Segundos depois, a porta da frente se abriu e um homem de meia-idade, a própria imagem do Dylan, apareceu. Então era daí que ele herdou tudo. Atrás dele, uma mulher linda, que não aparentava mais que trinta anos, mas que devia ser a mãe dele.
"Emerton!", meu pai cumprimentou com afeto, enquanto os dois se cumprimentavam. Lá vem o constrangimento.
"Sinto muito pelas circunstâncias, mas vocês três são muito bem-vindos para ficar o tempo que precisarem", a mãe de Dylan anunciou.
Minha mãe cutucou meu cotovelo, um sinal para eu falar.
"Boa noite, senhor, senhora. Eu sou a Camilla. Muito prazer em conhecê-los", cumprimentei, forçando um sorriso, apesar de tudo.
"Nossa, me sinto tão velho assim?", o Sr. Emerton brincou, e eu sorri de volta. Eles pareciam ser bem acolhedores.
"Vocês devem estar exaustos. Vamos entrar, precisam descansar." A Sra. Emerton nos guiou, e eu entrei, segurando minhas coisas.
Não havia nenhum sinal do Dylan. Talvez minhas preces tinham sido atendidas. Quem sabe? Talvez ele tivesse sido abduzido por aliens.
"Vamos conversar com seu pai, Camilla. Você pode escolher qualquer quarto a partir do segundo andar. O primeiro andar é do Dylan", o Sr. Emerton instruiu. Acenei lentamente e entrei. A casa era enorme; observei a decoração enquanto subia as escadas.
Passei pelo primeiro quarto no segundo andar - quase tentada a espiar.
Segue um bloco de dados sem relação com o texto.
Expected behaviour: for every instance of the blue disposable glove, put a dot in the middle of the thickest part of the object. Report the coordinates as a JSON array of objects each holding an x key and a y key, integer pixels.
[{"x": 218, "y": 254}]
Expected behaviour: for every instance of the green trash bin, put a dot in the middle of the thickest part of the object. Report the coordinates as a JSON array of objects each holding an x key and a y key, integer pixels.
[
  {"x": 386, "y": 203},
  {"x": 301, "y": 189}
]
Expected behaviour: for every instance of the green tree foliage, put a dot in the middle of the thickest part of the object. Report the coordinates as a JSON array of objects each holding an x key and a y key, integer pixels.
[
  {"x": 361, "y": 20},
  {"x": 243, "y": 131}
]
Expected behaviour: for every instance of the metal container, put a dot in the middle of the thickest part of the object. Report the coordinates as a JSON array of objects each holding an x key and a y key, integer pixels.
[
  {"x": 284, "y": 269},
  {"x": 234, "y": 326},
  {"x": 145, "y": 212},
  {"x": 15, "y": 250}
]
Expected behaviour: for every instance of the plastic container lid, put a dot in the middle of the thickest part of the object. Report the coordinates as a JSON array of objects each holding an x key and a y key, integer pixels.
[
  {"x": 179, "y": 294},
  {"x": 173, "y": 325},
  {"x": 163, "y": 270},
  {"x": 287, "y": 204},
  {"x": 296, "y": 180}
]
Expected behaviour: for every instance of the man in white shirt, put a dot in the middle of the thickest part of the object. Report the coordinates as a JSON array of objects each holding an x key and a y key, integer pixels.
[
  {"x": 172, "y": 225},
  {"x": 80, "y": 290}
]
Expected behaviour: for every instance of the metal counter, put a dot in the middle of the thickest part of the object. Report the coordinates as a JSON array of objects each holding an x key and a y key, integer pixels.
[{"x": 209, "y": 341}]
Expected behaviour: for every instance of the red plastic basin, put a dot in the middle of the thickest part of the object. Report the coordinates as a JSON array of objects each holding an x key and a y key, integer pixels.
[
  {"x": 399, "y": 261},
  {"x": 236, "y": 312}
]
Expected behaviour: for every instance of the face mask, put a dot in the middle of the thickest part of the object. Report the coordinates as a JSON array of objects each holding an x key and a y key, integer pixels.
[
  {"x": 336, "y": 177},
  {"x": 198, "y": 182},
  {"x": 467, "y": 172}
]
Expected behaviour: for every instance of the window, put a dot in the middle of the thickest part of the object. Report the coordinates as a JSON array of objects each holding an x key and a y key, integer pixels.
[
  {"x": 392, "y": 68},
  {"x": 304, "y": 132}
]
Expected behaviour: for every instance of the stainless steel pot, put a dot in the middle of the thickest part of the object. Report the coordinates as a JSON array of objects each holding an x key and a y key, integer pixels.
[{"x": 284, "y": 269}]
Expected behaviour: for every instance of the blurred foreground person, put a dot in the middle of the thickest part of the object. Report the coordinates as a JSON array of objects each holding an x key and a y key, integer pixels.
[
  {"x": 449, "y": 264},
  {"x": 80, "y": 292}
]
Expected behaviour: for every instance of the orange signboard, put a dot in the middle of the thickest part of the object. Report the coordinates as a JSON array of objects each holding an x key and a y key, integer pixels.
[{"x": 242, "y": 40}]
Quase.
Decidi ficar o mais longe possível dele, então escolhi o quarto no final do corredor.
O quarto era espaçoso, com uma cama king size no centro. Não tive tempo de admirar os detalhes. Tirei minhas roupas com cuidado, coloquei o celular na mesa de cabeceira e fui direto para o banho. As queimaduras não doíam tanto; os analgésicos que os paramédicos me deram tinham feito efeito.
Não sei quanto tempo passei no chuveiro, mas era o que eu precisava. Lá, agachei-me e refleti sobre minha situação, enquanto a água escorria pelo meu cabelo.
Quando saí, enrolei a toalha frouxamente ao redor do torso. Virei-me para tentar prender o cabelo molhado num coque.
De braços no ar, o nó da toalha se soltou e caiu no chão.
"Oi, gata."
Ouvi aquela voz que assombrava meus sonhos - e meus pesadelos. Engoli em seco e me virei.
"Dylan", murmurei. Agachei-me, peguei a toalha e a prendei novamente ao corpo, segurando com força.
"Eu estava apreciando a vista. mas a frente seria ainda melhor." Ele disse com audácia.
Freezei diante de sua ousadia.
"Você deve ser a garota de quem meus pais estão falando", ele continuou, com um tom de desdém.
"Por que você me parece familiar?" Ele perguntou. Engoli em seco de novo, tentando bolar uma mentira convincente.
Minhas preces definitivamente não foram atendidas.